Thursday, February 13, 2020


Today my office issued the following press release:


Establishes Blue Ribbon Task Force to Improve Availability, Access And Cost-Effective Care

Boston- As part of the State Senate’s adoption of wide-ranging legislation to overhaul the mental health and behavioral health care system today, Senators adopted a measure authored by Senate Minority Leader Bruce Tarr which responds to the increasingly fragmented and dysfunctional pediatric mental health system.

Senator Tarr, in remarks from the Senate Chamber during debate, told colleagues that children in need of care face a mental health care system that fails them.

“Even with insurance coverage, there are thousands of children across our state each and every year who are boarded in hospital rooms instead of being given access to appropriate care,” said Senator Tarr (R- Gloucester). “I proposed the creation of a pediatric mental health task force because there are too many children with a treatable mental health disorder who lack access to treatment, face a decline in available credential professionals, wait the longest for an available bed in a facility, and they suffer the most when the system fails them.”

Tarr’s amendment directs a task force composed of the Secretary of Health And Human Services, the Assistant Secretary for MassHealth; the Commissioner Of Public Health; representative of the Massachusetts Health and Hospital Association, the Massachusetts Medical Society, providers of pediatric mental health, representatives of academic medical institutions and parents or family members of consumers of pediatric mental health services.

The task force is charged with producing a comprehensive analysis of the delivery of pediatric mental health services and making recommendations to improve the availability, cost-effectiveness and access of those services by an August 1st deadline

. The bill Senate 2519, an Act Addressing Barriers To Care For Mental Health, was adopted by unanimous vote of the Senate following bipartisan input into its development. Tarr, noting the long gap since the adoption of the state’s mental health parity law of 2000, called the passage “an extremely momentous point in time for the Massachusetts Senate.”

One major area of concern for children in crisis has come to be known as ‘boarding’, keeping mental health patients in hospital emergency wards, without treatment, for more than 12 hours because there is are no available placement in appropriate care settings.

“A day doesn’t go by where we don’t hear of a child in the Commonwealth who is in a crisis situation because we have not developed and implemented capacity to deal with these issues in every part of the state,” Tarr said.

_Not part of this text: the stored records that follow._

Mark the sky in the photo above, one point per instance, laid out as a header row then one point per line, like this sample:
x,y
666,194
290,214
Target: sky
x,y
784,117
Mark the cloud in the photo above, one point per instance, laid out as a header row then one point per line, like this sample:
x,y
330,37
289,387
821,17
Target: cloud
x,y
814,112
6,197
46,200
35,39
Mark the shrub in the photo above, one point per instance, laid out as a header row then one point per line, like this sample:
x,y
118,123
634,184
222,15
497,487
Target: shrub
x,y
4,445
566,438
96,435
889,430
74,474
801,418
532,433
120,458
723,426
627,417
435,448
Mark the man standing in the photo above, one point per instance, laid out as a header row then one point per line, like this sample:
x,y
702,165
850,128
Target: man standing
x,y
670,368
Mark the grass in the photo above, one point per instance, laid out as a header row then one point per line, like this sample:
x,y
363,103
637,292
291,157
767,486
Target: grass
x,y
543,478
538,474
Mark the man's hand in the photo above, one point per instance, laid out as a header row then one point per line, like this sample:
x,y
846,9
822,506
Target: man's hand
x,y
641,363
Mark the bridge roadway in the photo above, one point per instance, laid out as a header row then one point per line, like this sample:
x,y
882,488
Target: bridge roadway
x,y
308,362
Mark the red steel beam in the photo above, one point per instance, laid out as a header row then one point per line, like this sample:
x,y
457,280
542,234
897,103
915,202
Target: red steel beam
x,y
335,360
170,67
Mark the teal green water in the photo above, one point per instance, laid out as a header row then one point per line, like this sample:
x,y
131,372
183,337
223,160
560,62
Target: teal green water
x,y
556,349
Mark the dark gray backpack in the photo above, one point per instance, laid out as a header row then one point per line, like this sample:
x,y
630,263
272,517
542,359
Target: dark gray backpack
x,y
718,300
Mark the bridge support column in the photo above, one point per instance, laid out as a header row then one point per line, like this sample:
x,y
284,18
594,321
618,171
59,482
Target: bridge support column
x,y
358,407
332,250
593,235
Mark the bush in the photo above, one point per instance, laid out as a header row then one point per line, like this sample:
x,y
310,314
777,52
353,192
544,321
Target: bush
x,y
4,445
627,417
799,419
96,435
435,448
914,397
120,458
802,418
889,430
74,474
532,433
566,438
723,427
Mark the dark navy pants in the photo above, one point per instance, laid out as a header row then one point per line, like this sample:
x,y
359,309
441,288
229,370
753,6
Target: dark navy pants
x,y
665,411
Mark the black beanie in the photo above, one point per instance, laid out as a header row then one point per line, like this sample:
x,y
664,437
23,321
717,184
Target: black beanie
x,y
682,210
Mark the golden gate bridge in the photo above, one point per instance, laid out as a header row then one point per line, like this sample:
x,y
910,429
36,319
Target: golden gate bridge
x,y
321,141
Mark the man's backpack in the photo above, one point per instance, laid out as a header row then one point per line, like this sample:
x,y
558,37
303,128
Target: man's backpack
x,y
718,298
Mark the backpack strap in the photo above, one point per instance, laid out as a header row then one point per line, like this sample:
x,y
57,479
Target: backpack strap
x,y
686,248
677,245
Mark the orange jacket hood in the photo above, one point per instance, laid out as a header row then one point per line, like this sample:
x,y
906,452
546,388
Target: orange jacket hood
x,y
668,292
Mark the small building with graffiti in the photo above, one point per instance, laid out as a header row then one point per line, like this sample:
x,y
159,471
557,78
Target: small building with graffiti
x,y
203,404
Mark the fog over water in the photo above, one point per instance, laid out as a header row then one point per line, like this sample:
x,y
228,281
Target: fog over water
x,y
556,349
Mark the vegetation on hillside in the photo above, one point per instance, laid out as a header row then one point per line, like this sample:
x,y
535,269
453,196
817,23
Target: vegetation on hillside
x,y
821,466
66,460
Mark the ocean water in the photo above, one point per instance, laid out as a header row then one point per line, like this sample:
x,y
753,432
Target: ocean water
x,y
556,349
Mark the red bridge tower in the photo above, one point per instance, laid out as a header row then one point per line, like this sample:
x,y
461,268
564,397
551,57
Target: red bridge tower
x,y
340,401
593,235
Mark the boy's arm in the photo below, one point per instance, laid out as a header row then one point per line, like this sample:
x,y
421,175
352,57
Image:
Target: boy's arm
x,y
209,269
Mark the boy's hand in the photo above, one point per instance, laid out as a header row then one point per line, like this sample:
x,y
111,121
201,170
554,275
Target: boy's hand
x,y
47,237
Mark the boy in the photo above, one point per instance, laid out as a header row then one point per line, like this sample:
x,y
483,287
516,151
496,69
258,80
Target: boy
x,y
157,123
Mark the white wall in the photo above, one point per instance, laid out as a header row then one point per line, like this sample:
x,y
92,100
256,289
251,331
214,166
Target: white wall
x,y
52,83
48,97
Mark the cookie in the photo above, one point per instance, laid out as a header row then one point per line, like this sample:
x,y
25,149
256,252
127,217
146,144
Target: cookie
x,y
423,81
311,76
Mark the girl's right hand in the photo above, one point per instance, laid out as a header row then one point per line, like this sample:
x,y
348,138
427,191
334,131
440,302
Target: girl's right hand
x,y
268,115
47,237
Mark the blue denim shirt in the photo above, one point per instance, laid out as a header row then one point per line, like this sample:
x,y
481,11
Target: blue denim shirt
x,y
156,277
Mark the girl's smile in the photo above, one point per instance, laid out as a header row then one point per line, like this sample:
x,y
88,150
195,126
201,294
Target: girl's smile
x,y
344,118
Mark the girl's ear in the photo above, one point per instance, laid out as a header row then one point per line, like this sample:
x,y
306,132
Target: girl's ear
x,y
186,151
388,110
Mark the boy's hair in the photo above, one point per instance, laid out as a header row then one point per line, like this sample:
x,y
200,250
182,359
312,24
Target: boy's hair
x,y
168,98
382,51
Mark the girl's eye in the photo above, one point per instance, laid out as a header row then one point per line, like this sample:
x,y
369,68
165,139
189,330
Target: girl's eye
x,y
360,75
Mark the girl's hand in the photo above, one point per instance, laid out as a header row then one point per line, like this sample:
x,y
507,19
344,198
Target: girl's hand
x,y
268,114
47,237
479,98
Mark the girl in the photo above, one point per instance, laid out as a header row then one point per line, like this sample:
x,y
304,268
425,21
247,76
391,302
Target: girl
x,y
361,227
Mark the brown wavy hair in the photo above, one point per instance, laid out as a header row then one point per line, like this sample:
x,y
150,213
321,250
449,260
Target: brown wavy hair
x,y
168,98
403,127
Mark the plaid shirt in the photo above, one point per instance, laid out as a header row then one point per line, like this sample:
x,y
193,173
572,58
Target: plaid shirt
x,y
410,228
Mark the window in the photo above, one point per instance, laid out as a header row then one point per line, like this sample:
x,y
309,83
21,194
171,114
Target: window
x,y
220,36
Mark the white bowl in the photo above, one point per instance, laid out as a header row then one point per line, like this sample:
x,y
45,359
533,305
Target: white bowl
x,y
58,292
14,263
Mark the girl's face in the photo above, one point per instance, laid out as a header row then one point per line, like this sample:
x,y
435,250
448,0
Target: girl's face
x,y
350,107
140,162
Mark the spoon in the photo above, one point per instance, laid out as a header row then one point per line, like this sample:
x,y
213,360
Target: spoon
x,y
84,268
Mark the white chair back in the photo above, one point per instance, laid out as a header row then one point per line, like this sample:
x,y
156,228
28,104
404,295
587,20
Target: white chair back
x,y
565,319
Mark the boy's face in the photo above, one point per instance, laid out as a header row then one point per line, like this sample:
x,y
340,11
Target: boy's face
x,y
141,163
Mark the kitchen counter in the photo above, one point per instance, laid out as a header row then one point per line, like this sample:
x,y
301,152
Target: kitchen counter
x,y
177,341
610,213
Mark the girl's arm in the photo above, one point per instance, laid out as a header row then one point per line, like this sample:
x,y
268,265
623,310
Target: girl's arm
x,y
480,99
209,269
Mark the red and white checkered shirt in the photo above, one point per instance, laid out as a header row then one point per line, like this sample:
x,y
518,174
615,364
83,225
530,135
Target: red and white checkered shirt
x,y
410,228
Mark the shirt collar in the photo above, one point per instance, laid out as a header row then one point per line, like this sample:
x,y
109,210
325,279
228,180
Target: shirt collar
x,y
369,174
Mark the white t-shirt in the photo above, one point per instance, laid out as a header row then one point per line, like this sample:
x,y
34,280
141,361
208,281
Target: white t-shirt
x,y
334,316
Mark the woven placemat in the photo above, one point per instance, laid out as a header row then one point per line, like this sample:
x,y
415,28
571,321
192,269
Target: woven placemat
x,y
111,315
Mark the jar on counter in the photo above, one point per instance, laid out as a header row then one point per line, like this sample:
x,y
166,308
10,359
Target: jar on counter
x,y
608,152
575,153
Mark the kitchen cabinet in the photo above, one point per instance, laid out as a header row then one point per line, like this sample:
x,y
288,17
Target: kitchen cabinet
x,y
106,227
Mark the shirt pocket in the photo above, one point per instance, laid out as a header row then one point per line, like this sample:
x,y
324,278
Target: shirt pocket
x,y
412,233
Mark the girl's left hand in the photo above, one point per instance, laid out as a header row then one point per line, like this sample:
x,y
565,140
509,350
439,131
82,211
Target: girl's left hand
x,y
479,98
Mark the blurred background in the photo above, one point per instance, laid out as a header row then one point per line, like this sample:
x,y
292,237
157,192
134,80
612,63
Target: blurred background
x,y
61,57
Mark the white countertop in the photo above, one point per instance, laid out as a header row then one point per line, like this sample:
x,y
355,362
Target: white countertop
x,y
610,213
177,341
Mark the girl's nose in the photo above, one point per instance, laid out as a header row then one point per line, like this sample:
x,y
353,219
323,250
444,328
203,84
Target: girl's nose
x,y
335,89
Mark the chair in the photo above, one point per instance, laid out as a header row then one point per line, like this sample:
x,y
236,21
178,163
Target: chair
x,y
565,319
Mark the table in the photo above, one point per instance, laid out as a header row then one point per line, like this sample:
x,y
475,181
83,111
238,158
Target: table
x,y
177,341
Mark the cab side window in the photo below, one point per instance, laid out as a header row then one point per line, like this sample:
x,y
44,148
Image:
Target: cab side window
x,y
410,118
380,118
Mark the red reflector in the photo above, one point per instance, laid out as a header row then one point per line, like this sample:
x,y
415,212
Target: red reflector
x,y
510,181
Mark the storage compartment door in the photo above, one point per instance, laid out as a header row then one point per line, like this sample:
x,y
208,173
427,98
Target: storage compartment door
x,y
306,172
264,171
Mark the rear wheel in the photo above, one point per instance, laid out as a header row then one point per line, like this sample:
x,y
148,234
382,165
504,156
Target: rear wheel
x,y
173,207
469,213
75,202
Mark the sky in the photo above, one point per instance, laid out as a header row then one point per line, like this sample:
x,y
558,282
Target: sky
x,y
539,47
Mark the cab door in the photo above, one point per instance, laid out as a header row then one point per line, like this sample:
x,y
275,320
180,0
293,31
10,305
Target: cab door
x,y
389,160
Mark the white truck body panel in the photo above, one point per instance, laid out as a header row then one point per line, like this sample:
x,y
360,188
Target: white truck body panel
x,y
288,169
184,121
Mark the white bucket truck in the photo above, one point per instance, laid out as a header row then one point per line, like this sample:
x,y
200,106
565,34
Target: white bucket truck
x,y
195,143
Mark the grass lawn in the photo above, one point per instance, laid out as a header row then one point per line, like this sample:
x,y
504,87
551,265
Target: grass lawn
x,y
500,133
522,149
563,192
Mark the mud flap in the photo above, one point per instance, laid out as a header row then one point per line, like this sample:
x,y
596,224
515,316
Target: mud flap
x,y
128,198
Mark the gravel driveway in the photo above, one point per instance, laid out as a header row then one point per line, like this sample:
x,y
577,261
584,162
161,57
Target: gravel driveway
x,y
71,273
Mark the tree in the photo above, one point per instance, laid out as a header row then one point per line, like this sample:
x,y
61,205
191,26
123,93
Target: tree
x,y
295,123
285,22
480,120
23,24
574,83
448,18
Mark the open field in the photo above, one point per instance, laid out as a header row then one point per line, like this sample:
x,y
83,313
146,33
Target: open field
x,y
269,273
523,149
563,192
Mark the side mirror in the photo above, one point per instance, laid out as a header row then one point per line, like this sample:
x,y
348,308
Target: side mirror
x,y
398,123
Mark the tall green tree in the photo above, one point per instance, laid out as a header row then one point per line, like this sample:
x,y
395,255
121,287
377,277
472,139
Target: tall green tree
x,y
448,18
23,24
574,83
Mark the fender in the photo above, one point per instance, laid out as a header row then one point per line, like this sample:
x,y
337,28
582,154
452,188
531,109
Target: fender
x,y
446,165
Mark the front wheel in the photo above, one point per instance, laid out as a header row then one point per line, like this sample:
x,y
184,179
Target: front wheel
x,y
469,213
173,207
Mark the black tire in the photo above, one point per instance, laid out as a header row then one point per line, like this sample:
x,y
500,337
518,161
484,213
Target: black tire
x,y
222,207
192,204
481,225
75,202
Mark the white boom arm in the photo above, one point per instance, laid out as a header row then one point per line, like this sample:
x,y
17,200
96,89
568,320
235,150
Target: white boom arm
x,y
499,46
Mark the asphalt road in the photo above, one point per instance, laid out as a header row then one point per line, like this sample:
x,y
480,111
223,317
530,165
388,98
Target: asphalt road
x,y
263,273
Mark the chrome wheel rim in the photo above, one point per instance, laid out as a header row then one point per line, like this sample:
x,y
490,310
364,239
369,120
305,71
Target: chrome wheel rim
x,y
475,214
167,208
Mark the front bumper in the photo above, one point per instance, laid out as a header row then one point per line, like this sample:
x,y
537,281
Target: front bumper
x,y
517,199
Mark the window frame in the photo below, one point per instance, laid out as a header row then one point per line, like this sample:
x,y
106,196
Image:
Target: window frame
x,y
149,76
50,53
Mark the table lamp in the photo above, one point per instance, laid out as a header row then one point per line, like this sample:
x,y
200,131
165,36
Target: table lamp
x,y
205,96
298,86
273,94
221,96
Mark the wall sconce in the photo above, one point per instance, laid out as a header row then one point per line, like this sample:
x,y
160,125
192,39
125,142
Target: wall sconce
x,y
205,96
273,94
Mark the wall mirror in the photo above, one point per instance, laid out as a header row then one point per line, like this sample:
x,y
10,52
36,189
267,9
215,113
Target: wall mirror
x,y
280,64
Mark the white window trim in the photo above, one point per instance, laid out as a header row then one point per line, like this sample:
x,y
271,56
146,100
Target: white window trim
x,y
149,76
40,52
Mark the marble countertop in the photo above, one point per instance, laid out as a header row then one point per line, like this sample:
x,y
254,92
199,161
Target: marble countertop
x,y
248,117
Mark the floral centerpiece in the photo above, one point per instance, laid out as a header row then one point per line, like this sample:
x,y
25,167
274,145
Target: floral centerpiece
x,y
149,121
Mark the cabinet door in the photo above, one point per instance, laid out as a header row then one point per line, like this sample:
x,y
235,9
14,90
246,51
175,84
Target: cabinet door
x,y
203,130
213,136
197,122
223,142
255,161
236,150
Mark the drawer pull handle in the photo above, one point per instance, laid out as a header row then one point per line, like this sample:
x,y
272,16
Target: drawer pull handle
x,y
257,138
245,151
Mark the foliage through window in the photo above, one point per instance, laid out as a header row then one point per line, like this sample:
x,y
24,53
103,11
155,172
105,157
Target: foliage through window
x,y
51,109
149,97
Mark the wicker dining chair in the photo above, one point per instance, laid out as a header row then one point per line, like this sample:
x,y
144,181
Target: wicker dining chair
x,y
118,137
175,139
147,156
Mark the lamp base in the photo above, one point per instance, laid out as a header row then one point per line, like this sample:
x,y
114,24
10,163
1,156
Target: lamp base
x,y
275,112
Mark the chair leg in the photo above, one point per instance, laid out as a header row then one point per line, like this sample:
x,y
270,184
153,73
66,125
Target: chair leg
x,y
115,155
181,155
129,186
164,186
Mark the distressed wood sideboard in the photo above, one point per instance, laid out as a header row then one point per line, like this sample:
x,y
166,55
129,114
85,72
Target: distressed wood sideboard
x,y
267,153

According to Massachusetts Health Policy Commission data, one in five teenage children who sought emergency care for a behavioral health issue waited at least half a day for treatment. 13 percent waited more than a week for care. In contrast, the same review found that 9 percent of adults waited 12 hours.

Tarr said that in addition to the severe shortage of mental health professionals there are particularly great gaps in the availability of licensed mental health clinicians for children with some families waiting many months for an initial psychiatric appointment. Psychiatrists were the second most-recruited specialty nationwide according to a recent study by health care consulting firm Merritt Hawkins in their Review of Physician and Advanced Practitioner Recruiting Incentives.

The Senate bill now moves to the House where it is eligible for further action.